Realizada em 28 de outubro nos complexos da Penha e do Alemão, no Rio de Janeiro — reduto do Comando Vermelho (CV) —, a operação mobilizou 2.500 agentes de segurança. O confronto foi intenso, com criminosos usando até drones com granadas, resultando na trágica morte de quatro policiais e 117 bandidos, além da prisão de 99 indivíduos. O governo estadual confirmou que 95% dos mortos possuíam vínculos comprovados com o CV.
A vida nessas áreas é resumida pela declaração de uma empregada doméstica de 58 anos, moradora da Baixada Fluminense: “O segredo para sobreviver é cabeça baixa e boca fechada”. Uma frase que expõe a dura realidade imposta aos cidadãos de bem.
Esse controle territorial do crime tem raízes no Rio dos anos 1980, com a expansão do CV, originado no sistema prisional. Na década de 1990, as milícias, compostas por policiais e ex-policiais, começaram a monopolizar serviços essenciais em bairros inteiros, uma prática logo adotada pelos traficantes.
Hoje, a presença de facções é uma realidade em todos os estados brasileiros, concentrando-se nas áreas mais vulneráveis e com menor presença do Estado.
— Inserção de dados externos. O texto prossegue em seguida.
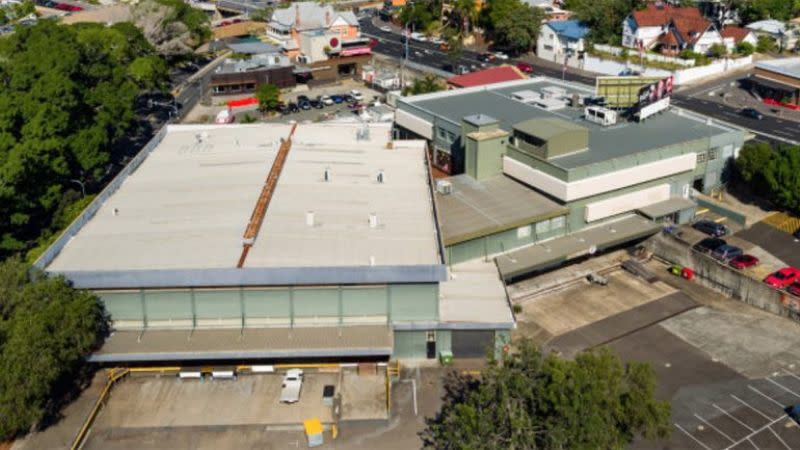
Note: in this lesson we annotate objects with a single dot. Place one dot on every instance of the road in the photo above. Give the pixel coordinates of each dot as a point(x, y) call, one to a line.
point(769, 129)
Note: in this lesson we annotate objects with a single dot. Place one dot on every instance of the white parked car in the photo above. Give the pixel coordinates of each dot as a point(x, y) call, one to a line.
point(292, 384)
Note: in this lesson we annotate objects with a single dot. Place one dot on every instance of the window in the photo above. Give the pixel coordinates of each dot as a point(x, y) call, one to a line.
point(701, 158)
point(543, 227)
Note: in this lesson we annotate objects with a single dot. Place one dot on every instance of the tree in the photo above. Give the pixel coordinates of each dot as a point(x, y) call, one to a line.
point(533, 401)
point(269, 97)
point(604, 18)
point(766, 44)
point(745, 48)
point(67, 94)
point(782, 175)
point(513, 24)
point(46, 330)
point(429, 83)
point(717, 50)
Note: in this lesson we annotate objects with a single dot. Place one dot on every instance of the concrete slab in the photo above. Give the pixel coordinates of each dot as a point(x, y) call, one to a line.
point(614, 327)
point(584, 303)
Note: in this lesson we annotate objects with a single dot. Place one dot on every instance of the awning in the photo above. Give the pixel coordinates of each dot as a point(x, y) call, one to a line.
point(557, 251)
point(666, 207)
point(247, 343)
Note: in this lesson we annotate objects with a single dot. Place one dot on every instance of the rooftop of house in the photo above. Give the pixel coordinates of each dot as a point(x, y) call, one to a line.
point(605, 142)
point(570, 29)
point(304, 16)
point(487, 76)
point(187, 205)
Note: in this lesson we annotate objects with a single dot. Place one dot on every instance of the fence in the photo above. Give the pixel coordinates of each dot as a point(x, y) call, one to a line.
point(617, 51)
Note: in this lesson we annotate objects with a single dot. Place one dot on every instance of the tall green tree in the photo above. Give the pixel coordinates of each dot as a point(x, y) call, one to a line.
point(46, 330)
point(66, 95)
point(530, 400)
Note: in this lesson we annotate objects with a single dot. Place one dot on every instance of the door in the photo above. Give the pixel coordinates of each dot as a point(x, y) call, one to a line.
point(472, 343)
point(430, 345)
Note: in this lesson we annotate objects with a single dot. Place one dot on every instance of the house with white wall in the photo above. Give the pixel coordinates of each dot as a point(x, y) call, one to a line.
point(561, 41)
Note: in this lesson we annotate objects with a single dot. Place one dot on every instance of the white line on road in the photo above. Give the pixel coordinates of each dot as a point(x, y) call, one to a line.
point(715, 428)
point(751, 407)
point(692, 437)
point(733, 418)
point(765, 396)
point(783, 387)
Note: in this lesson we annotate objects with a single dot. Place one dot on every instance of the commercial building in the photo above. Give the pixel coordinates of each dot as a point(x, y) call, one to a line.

O Atlas da Violência revela que as perdas econômicas anuais dessa criminalidade chegam a 5,9% do PIB nacional, englobando desde a desvalorização imobiliária até prejuízos no turismo e concorrência desleal.
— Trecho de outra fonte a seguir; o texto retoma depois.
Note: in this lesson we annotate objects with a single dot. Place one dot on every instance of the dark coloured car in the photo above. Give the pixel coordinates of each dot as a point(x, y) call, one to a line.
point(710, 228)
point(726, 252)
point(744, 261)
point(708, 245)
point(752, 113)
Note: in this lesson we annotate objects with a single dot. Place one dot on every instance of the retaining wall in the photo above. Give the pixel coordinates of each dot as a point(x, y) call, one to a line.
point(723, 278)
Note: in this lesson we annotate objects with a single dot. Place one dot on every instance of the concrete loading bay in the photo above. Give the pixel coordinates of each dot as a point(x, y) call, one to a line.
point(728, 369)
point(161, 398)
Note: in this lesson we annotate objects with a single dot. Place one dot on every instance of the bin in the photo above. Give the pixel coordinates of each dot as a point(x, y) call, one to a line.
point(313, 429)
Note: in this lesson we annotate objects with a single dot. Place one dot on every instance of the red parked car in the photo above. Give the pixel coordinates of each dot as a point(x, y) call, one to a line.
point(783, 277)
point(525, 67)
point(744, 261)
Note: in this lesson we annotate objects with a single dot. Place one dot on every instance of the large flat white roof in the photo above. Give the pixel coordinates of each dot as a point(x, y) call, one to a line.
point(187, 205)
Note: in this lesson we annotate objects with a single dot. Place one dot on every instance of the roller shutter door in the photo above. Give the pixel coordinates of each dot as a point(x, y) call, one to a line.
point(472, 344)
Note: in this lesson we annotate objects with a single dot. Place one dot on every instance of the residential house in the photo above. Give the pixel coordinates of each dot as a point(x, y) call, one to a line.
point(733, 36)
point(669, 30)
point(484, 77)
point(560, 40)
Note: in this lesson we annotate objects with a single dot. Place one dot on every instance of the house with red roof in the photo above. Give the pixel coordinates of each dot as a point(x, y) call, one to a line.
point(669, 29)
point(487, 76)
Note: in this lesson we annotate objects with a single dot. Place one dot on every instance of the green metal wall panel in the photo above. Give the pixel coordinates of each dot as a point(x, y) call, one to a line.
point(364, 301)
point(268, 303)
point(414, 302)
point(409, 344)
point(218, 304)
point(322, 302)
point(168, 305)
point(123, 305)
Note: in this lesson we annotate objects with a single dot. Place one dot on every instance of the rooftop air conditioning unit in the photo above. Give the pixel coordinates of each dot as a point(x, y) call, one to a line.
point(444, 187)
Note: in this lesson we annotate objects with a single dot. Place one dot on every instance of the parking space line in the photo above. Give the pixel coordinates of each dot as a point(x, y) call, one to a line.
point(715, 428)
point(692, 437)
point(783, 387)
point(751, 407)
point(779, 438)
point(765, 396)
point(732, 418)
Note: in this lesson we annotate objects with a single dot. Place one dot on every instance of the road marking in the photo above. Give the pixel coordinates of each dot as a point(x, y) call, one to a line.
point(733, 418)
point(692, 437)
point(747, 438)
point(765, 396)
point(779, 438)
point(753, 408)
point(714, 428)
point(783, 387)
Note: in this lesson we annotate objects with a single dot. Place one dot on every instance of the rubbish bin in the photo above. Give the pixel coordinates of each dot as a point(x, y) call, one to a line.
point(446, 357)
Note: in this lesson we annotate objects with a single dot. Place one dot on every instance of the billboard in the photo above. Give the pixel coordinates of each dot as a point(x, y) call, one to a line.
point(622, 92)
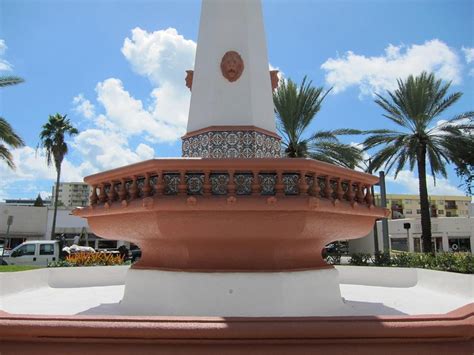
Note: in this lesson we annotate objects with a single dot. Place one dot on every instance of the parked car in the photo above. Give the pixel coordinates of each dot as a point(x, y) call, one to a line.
point(33, 252)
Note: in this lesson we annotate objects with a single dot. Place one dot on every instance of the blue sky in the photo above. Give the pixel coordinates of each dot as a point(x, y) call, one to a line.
point(117, 69)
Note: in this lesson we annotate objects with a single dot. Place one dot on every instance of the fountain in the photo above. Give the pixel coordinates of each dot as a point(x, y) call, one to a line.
point(231, 222)
point(231, 237)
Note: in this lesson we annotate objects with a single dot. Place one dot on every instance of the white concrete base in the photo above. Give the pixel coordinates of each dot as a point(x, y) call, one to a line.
point(272, 294)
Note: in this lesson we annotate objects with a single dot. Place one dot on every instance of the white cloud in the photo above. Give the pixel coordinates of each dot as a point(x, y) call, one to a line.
point(31, 165)
point(161, 56)
point(379, 73)
point(469, 56)
point(4, 64)
point(408, 181)
point(107, 150)
point(83, 106)
point(163, 121)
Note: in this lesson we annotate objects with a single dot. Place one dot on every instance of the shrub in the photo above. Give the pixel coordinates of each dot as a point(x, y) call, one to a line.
point(89, 259)
point(333, 259)
point(382, 259)
point(360, 259)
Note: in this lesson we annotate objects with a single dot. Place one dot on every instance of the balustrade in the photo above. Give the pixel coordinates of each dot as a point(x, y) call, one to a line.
point(232, 181)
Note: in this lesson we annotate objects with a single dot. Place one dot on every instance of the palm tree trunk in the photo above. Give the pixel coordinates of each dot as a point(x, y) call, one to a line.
point(56, 196)
point(424, 202)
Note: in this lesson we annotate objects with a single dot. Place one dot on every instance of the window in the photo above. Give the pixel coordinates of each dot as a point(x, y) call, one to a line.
point(28, 249)
point(46, 249)
point(400, 244)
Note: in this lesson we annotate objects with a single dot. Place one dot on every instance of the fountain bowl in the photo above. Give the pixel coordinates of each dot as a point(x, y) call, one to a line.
point(195, 214)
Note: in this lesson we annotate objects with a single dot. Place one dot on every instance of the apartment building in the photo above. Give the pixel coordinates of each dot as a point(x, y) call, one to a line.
point(454, 234)
point(408, 206)
point(73, 194)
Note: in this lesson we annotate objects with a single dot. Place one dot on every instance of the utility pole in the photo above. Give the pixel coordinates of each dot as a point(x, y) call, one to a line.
point(383, 201)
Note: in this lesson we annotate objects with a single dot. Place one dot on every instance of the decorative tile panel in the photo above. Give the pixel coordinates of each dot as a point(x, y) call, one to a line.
point(291, 184)
point(219, 183)
point(232, 144)
point(267, 183)
point(243, 183)
point(195, 183)
point(171, 182)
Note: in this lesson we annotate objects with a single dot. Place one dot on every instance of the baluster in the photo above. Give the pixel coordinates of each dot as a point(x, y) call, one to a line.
point(112, 193)
point(207, 187)
point(328, 188)
point(182, 187)
point(160, 186)
point(93, 197)
point(350, 192)
point(133, 192)
point(102, 195)
point(315, 189)
point(146, 185)
point(231, 187)
point(122, 190)
point(303, 185)
point(360, 194)
point(369, 199)
point(339, 190)
point(255, 183)
point(279, 185)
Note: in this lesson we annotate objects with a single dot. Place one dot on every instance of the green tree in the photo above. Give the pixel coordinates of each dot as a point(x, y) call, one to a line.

Em Rio das Pedras, Zona Oeste do Rio, um morador foi forçado a fechar seu pequeno mercado por extorsões e ameaças de “se não pagar, leva bala”. Na região metropolitana do Rio, 270 mil domicílios sequer têm acesso a serviços regulares de telefonia celular.
A exploração vai além: em comunidades da Baixada Fluminense, moradores pagam até 50% a mais no condomínio devido à chamada “taxa da portaria”, um valor exigido pelos grupos armados. A Light, concessionária de energia, não consegue combater ligações clandestinas porque seus técnicos são barrados por criminosos. No setor imobiliário, há a grilagem de terrenos e construções irregulares que depois buscam legalização.
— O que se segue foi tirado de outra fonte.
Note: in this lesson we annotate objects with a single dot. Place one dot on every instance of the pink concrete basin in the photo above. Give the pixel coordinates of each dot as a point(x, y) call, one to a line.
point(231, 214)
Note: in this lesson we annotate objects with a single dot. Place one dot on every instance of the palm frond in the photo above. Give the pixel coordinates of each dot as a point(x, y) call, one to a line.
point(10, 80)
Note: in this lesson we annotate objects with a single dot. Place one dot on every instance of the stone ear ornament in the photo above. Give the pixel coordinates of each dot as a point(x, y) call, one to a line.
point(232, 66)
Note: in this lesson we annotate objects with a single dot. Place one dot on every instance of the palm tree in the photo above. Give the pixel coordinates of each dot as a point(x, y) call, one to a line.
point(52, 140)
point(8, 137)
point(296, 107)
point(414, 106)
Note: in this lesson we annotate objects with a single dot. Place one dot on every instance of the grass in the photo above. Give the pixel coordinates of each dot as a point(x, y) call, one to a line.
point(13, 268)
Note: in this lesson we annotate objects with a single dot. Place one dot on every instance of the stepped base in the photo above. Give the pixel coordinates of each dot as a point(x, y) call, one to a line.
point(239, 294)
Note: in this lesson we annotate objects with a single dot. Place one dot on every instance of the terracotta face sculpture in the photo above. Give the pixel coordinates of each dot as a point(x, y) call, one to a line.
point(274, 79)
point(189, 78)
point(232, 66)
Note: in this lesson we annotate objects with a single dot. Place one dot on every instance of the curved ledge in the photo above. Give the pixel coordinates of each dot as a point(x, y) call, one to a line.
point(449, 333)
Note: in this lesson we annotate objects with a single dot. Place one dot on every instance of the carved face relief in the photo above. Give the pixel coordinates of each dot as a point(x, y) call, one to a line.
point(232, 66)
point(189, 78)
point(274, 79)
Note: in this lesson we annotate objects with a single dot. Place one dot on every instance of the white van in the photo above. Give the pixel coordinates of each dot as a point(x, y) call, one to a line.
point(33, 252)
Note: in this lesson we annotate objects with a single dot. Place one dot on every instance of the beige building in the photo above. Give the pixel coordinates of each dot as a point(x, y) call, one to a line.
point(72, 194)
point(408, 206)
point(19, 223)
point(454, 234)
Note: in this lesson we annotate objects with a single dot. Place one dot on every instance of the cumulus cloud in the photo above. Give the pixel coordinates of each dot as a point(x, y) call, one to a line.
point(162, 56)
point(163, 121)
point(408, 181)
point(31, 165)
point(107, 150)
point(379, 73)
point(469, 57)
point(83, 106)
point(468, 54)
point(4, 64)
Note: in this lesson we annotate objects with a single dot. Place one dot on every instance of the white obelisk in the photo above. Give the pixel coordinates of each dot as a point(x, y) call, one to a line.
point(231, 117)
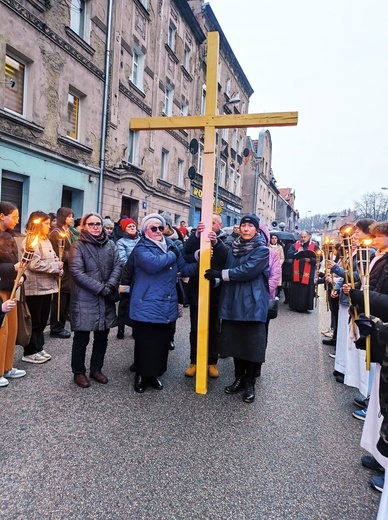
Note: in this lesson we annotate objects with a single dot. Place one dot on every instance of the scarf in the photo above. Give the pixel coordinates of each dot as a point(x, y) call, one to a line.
point(162, 244)
point(243, 247)
point(306, 267)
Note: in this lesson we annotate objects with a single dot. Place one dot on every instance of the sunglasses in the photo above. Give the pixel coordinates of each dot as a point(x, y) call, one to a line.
point(94, 224)
point(154, 229)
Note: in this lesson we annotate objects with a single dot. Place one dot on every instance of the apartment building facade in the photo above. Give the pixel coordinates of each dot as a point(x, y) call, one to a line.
point(77, 71)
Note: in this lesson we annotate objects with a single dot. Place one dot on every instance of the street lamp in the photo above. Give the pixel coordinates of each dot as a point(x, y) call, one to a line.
point(233, 101)
point(307, 212)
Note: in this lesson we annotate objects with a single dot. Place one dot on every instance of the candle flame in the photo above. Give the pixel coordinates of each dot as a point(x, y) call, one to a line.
point(347, 229)
point(32, 242)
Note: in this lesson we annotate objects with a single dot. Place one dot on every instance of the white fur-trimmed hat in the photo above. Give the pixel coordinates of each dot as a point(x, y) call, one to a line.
point(152, 216)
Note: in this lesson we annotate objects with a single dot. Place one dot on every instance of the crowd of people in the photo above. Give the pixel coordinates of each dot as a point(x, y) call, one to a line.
point(98, 274)
point(356, 279)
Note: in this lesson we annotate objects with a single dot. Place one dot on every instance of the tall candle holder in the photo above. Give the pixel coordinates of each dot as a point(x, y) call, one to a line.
point(363, 252)
point(318, 256)
point(346, 232)
point(328, 254)
point(32, 240)
point(61, 248)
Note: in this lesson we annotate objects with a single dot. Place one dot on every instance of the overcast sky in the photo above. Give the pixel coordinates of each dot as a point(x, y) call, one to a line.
point(328, 61)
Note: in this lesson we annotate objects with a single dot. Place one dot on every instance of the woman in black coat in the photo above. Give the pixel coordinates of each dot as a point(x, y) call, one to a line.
point(96, 270)
point(9, 218)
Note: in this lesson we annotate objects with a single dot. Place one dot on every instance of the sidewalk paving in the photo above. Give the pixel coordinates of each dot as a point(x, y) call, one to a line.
point(106, 452)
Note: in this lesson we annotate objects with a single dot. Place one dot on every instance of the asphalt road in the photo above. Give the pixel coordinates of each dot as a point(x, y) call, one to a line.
point(108, 453)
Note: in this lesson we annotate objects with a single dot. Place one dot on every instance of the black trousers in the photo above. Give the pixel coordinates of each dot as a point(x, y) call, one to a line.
point(78, 353)
point(55, 325)
point(123, 312)
point(214, 335)
point(39, 309)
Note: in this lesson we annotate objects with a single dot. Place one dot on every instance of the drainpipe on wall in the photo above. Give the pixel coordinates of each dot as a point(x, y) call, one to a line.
point(104, 123)
point(255, 189)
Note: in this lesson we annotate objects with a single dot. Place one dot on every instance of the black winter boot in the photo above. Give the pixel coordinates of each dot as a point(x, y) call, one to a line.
point(239, 384)
point(249, 394)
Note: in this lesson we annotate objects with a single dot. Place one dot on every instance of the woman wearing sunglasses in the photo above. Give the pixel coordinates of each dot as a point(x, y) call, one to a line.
point(95, 268)
point(154, 300)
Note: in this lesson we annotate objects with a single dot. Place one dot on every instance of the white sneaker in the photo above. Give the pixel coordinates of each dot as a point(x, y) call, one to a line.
point(34, 358)
point(14, 373)
point(45, 354)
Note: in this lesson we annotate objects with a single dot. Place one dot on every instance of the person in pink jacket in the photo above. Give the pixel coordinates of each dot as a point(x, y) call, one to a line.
point(275, 274)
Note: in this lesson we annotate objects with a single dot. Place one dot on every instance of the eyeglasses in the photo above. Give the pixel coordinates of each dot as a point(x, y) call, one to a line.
point(94, 224)
point(154, 229)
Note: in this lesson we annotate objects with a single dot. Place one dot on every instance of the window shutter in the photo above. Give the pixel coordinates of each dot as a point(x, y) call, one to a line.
point(72, 116)
point(13, 97)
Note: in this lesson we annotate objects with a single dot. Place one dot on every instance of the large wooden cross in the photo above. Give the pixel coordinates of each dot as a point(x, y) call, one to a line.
point(210, 122)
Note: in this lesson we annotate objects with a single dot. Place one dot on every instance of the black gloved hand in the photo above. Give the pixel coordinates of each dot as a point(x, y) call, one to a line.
point(107, 290)
point(212, 274)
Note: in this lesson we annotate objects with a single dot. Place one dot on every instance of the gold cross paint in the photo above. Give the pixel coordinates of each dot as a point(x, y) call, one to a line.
point(210, 121)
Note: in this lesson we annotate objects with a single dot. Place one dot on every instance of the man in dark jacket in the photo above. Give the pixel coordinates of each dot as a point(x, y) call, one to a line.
point(191, 245)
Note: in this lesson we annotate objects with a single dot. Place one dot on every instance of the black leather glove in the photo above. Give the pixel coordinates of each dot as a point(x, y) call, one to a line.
point(175, 250)
point(212, 274)
point(107, 289)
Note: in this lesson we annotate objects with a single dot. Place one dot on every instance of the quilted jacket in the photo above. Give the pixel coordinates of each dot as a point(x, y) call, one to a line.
point(93, 264)
point(42, 272)
point(153, 291)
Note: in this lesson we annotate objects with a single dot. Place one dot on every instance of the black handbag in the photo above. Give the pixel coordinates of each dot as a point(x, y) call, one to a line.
point(24, 320)
point(180, 289)
point(273, 307)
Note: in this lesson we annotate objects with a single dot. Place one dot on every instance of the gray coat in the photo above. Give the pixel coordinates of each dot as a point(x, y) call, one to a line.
point(93, 264)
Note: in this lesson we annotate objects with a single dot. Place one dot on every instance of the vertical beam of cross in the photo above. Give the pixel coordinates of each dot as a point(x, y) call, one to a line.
point(207, 212)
A violência afeta diretamente a educação e a saúde. Cerca de 217 mil alunos da rede municipal do Rio têm seus anos letivos interrompidos por tiroteios. Os atendimentos de saúde mental cresceram 25% em 2025 nas redes municipais de áreas dominadas, e o acesso a hospitais é comprometido por barricadas.
A expansão das organizações criminosas se alastra para além do Rio, atingindo estados como Ceará, Bahia, Pernambuco e Amazonas, impulsionada pela disputa de rotas do tráfico. O CV opera com um sistema descentralizado, de “franquias”, enquanto o Primeiro Comando da Capital (PCC), de São Paulo, mantém uma estrutura hierárquica rígida.
O resultado é visto em Morada Nova, Ceará, onde aproximadamente 2.000 moradores abandonaram suas casas em julho de 2025, transformando um povoado em cidade fantasma após ameaças. Escolas, igreja e posto de saúde permanecem fechados, com a prefeitura reconhecendo a “situação anormal e emergencial”.
Em Pernambuco, a disputa entre PCC e CV impôs ‘toques de recolher’ pelo WhatsApp na região metropolitana de Recife, após as 22h, transformando morros em zonas de conflito.
Tentativas de solução são poucas e muitas vezes falhas. Embora o programa Usinas da Paz no Pará tenha mostrado alguma redução de crimes letais, iniciativas como as Unidades de Polícia Pacificadora (UPPs) no Rio de Janeiro, implementadas em 2008, não obtiveram sucesso duradouro. Após a recente operação no Complexo do Alemão e na Penha, o governo fluminense apenas “anunciou planos” para recuperar as áreas, enquanto a população continua refém.